About 100 museum specimens are known and most major natural history museums have one or more in their collection. These were generally collected in the 1960s–1980s or earlier, often during floods when earless monitor lizards were swept along the current and ended up in fishing traps. From the 1960s to the 1990s small numbers entered the pet trade. In 2012 it was featured in a Japanese reptile keepers magazine and in the following years a larger number of individuals entered captivity. From May 2014 to October 2015 at least 95 earless monitor lizards appeared in the trade in Asia (Hong Kong, Indonesia, Japan and Malaysia), Europe (Czech Republic, France, Germany, Netherlands, Russia, Ukraine and the United Kingdom) and the United States. Collecting the species from the wild is illegal; the earless monitor lizard has been protected in Malaysia since 1971, in Brunei since 1978 and in Indonesia since 1980. Penalties range from a fine of US$1,600 and one year's imprisonment (Brunei) to $7,850 and three years' imprisonment (Malaysia), to $8,600 and five years' imprisonment (Indonesia). As a precaution some scientists that have discovered individuals in the wild have refused to provide the exact location, only describing it in very broad terms, citing fears of alerting wildlife traders. In 2015, a smuggler was caught in an Indonesian airport with 8 individuals and in 2016 another was caught in an Indonesian airport with 17 individuals. This trade is supported by the very high price. When first entering the market in Japan, a pair sold for ¥3 million (more than US$25,000). Although the price has since fallen by more than 90% due to increased availability, it remains valuable. Significant declines in price have also been noted elsewhere. Unlike all other monitor species, the earless monitor lizard was not listed on CITES, which would restrict trade at an international level. In 2016 it was proposed that it should be placed on CITES Appendix I, and in 2017 it was afforded a level of protection when placed on Appendix II (wild individuals cannot be exported for commercial purposes).
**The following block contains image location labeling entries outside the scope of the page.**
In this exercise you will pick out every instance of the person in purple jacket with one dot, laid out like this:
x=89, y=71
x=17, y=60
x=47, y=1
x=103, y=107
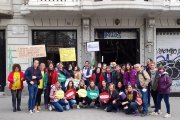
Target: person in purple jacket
x=164, y=83
x=129, y=75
The first confirmed captive breeding was at a zoo in Japan in 2014. A couple of years later a few European zoos initiated a breeding program; in 2017 it was bred at Schönbrunn Zoo in Austria, and in 2018 it was bred a Prague Zoo in the Czech Republic and Moscow Zoo in Russia. There have been other breeding reports by private keepers and captive bred individuals have been offered for sale, but some of these may not involve genuine cases of captive breeding.

Habitat loss represents another serious threat, as forests in Borneo rapidly are being replaced by oil palm plantations. However, the earless monitor lizard can survive in high densities in areas surrounded by degraded habitats (including oil palm plantations), and rocky streams, possibly its preferred habitat, are relatively unaffected by humans.